When Thatcher made her famous statement that there is no such thing as society, she did so for a very fundamental reason. She saw a society she hated and was determined to destroy that society because she had the power to do so. The first step was to deny the existence of that society because if there is no such thing as society, then society has no responsibilities, not for health, education, welfare etc. As a result if there is no social and collective requirement for the provision of such services then they only need to be available if there is a market demand that can be met for a market price. Thus, in order to marketise health and education etc. she first had to portray them as something that was both dispensible and then replaceable with free market provision. It has to be admitted that she was remarkably successful, as she appealed to the lowest common denominators of greed and selfishness and denied that any of us have any form of social responsibility for our fellow human beings, because there is no such thing as society. So we can be as greedy and selfish as we wish and feel good about it, because we are doing the right thing. In addition, if some people cannot afford to purchase health or education then that is not your fault and they only have themselves to blame. Her denial that there is no such thing as society is a denial that the human being is a social being and is, instead, an atomised individual.

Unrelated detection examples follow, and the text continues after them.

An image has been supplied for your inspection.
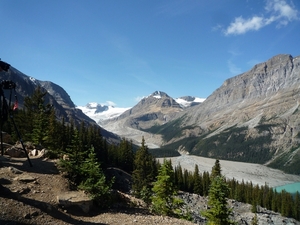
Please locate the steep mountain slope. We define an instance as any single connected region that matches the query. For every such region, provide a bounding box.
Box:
[158,55,300,173]
[77,102,130,125]
[0,67,119,141]
[102,91,197,148]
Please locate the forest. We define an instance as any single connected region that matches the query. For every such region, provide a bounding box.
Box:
[2,88,300,224]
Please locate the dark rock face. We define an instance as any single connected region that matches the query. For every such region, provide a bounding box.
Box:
[105,91,182,129]
[0,67,119,142]
[180,96,195,102]
[162,55,300,172]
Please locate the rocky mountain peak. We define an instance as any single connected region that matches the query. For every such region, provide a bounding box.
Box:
[149,91,170,98]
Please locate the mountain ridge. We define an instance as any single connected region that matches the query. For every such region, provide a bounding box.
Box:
[101,54,300,173]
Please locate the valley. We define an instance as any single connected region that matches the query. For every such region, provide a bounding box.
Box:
[159,155,300,187]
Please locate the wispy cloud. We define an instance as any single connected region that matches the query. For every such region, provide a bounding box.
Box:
[158,0,200,17]
[224,0,299,35]
[134,96,146,102]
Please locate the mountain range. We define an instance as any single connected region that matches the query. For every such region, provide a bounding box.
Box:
[0,54,300,174]
[0,66,119,142]
[91,54,300,174]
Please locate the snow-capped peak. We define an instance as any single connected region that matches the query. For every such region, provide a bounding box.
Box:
[77,102,130,124]
[175,96,205,108]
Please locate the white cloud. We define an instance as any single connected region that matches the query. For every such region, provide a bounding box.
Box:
[134,96,145,102]
[224,0,299,35]
[227,60,242,75]
[101,101,116,106]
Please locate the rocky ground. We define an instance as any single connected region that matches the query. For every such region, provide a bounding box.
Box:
[0,156,300,225]
[0,156,193,225]
[159,155,300,187]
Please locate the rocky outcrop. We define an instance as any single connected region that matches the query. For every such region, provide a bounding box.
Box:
[103,91,182,131]
[57,191,93,213]
[158,55,300,172]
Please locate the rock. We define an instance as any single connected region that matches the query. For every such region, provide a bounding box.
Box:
[5,147,26,158]
[8,166,23,174]
[57,191,93,213]
[14,174,36,183]
[38,148,48,158]
[29,149,39,156]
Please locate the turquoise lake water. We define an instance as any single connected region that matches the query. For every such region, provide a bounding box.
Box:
[275,182,300,194]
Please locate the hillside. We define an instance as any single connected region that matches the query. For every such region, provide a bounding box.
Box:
[104,54,300,174]
[0,156,300,225]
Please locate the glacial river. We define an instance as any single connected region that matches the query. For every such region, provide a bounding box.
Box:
[275,182,300,194]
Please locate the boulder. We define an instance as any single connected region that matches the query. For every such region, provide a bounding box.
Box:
[14,174,36,183]
[57,191,93,213]
[29,149,40,156]
[5,147,26,158]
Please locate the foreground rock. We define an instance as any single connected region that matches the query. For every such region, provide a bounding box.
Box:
[0,156,300,225]
[57,191,93,213]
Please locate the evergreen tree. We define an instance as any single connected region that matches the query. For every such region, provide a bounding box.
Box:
[24,86,52,144]
[132,137,157,203]
[251,213,258,225]
[202,176,234,225]
[193,164,203,195]
[78,147,112,206]
[210,159,221,180]
[59,130,86,185]
[202,171,211,196]
[202,160,234,225]
[151,160,183,216]
[175,164,184,191]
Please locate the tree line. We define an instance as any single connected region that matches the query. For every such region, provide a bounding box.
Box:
[3,87,300,221]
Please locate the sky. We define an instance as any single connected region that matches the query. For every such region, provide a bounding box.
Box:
[0,0,300,107]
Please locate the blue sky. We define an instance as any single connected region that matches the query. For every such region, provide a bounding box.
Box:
[0,0,300,107]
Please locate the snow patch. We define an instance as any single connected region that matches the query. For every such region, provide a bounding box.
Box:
[77,102,130,124]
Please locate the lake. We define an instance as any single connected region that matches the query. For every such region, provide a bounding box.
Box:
[275,182,300,194]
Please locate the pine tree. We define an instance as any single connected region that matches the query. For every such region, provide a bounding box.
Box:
[202,176,234,225]
[24,86,52,144]
[132,137,157,203]
[210,159,221,180]
[202,171,211,196]
[193,164,203,195]
[151,160,183,216]
[59,130,86,185]
[251,213,258,225]
[78,147,112,205]
[202,160,234,225]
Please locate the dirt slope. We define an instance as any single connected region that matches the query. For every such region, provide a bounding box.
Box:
[0,156,193,225]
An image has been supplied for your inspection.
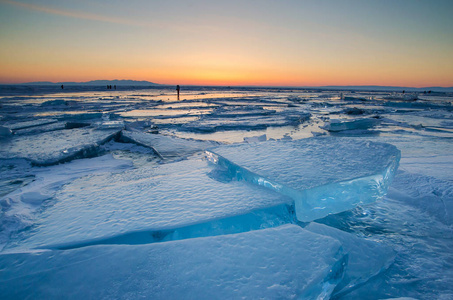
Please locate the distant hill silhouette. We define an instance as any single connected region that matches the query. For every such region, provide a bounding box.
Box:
[319,85,453,93]
[21,79,160,86]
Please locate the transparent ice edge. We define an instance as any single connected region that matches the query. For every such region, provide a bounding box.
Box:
[205,150,401,222]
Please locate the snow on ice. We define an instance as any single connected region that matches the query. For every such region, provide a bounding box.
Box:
[0,87,453,299]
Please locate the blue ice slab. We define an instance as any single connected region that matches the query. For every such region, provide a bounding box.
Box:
[207,138,400,222]
[180,112,310,132]
[7,160,291,248]
[0,128,119,165]
[121,130,218,158]
[305,222,396,296]
[0,225,345,299]
[323,118,381,132]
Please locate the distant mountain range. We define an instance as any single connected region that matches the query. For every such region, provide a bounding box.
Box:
[21,79,160,86]
[10,79,453,93]
[318,85,453,93]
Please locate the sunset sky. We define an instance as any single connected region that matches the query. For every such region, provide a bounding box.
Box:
[0,0,453,87]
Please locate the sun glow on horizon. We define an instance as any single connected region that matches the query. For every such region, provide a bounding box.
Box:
[0,0,453,87]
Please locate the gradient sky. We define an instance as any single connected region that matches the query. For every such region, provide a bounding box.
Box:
[0,0,453,87]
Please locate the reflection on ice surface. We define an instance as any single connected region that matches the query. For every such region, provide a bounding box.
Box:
[0,87,453,299]
[208,138,400,222]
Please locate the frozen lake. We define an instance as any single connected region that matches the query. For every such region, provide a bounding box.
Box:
[0,87,453,299]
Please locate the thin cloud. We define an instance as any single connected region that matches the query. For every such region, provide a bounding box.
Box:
[0,0,159,27]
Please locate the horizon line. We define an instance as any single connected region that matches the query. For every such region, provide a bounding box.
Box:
[0,79,453,89]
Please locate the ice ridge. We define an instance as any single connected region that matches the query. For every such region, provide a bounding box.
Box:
[206,138,401,222]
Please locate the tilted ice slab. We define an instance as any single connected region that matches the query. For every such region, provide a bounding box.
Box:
[181,112,310,132]
[0,128,119,165]
[0,154,132,249]
[7,160,291,248]
[0,225,345,299]
[121,130,218,158]
[305,222,396,296]
[207,138,400,222]
[322,118,381,132]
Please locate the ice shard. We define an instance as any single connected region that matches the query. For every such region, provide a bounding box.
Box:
[305,222,396,296]
[0,128,120,166]
[323,118,381,132]
[206,138,400,222]
[0,225,345,299]
[7,160,291,249]
[121,130,218,159]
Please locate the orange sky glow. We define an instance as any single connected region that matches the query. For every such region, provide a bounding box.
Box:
[0,0,453,87]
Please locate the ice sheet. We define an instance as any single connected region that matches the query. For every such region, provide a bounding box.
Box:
[0,154,132,248]
[207,138,400,222]
[0,225,344,299]
[323,118,381,132]
[305,222,396,296]
[8,159,291,248]
[121,130,218,158]
[0,128,119,165]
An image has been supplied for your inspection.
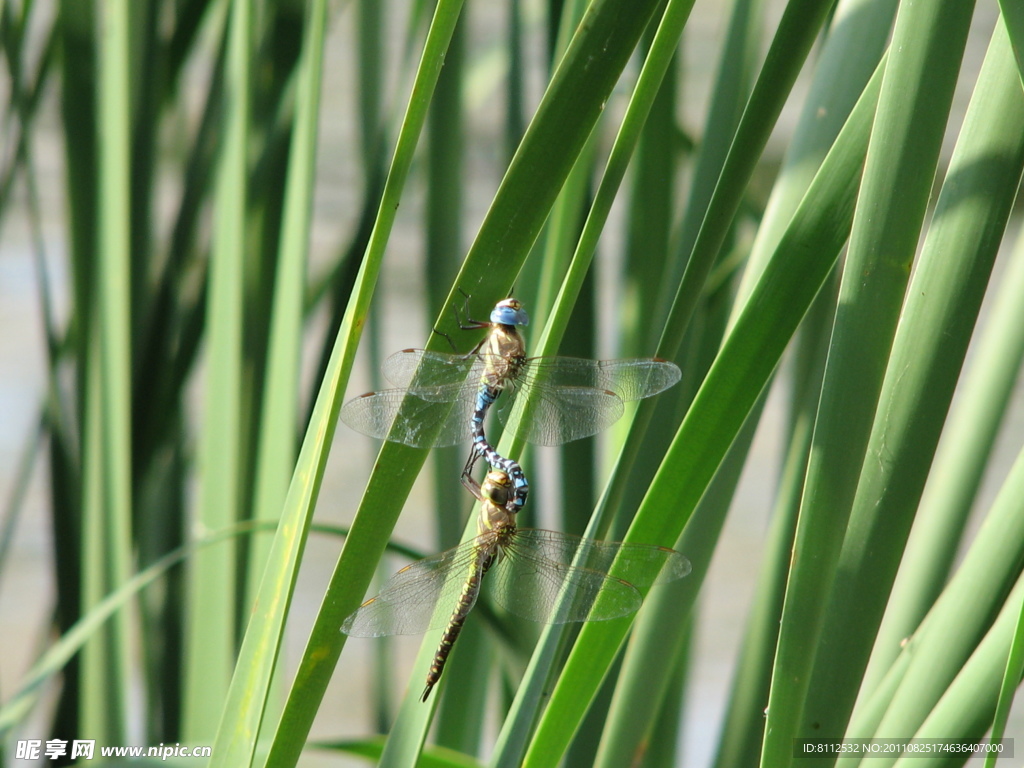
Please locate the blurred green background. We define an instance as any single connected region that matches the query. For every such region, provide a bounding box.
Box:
[0,0,1024,768]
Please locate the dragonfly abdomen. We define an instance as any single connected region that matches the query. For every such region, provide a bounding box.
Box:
[463,384,529,512]
[420,547,496,701]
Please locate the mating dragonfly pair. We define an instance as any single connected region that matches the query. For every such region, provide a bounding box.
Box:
[341,298,690,701]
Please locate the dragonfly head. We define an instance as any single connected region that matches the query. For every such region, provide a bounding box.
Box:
[480,469,513,507]
[490,298,529,326]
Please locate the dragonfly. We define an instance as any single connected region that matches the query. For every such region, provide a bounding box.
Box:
[341,470,690,701]
[341,298,681,510]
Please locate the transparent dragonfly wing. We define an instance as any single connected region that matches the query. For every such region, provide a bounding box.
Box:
[483,528,690,624]
[381,349,486,402]
[341,389,474,447]
[496,385,624,445]
[341,537,497,637]
[516,357,682,402]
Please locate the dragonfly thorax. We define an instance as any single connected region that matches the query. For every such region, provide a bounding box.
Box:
[477,470,515,540]
[480,326,526,389]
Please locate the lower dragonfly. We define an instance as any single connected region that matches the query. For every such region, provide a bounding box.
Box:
[341,470,690,701]
[341,298,681,511]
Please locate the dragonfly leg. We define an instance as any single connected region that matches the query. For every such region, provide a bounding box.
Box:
[454,288,490,331]
[459,445,483,502]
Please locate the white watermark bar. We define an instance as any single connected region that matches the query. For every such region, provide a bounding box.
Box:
[14,738,213,765]
[793,738,1014,758]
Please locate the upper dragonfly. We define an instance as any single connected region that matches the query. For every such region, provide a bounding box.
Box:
[341,471,690,701]
[341,298,681,508]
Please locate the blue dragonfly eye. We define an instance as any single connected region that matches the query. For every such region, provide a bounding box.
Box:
[490,299,529,326]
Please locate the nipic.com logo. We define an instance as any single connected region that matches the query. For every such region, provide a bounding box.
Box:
[14,738,213,761]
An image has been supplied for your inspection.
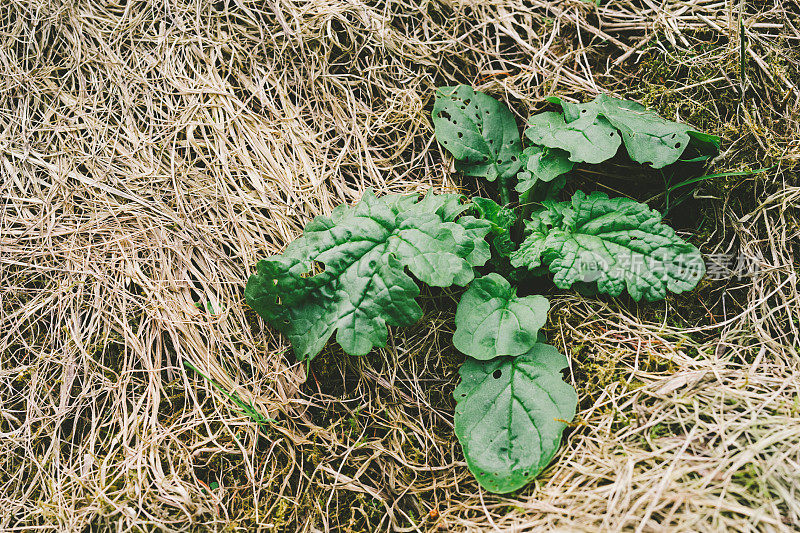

But not only her social philosophy was wrong, so was her economic. I have said before how free market economists misquote and misrepresent Adam Smith. For example, the most influential economics textbook since the second world war was undoubtedly Paul Samuelson's Economics which was studied by tens of thousands of economics students, and in which Samuelson makes the fundamental error of telling us that, according to Adam Smith


each individual in pursuing only his own selfish good was led, as if by an invisible hand, to achieve the best good of all, so that any interference with free competition by government was almost certain to be injurious. 

The problem with this  is that Smith said no such thing. He neither described people as selfish, nor argued that any interference by government was injurious. He told us how people could be very selfish, but argued that the basic human nature was in fact characterised by sympathy. In addition, the invisible hand was not an economic concept, it was something else.

This is not the place to elaborate on such theoretical concepts, but suffice it to say that Thatcher was responsible for basing government policy-making on fundamental errors that have had profound implications that have resulted in economic and social crisis in modern Britain. If you base your theories on false hypotheses, then you can only reach false conclusions. Thatcher's (and all subsequent policy-making) hypotheses were wrong. The tragedy is that all parties, and particularly Labour, are still wedded to these spurious economic theories, and that is why they cannot provide a solution to our problems as they are using the false assumptions that brought us to crisis in the first place. Britain's problems are fundamentally ideological and theoretical, and we are ruled by people who simply do not understand what they are talking about. You cannot apply the economic theories of Adam Smith or anyone else if you don't understand them in the first place.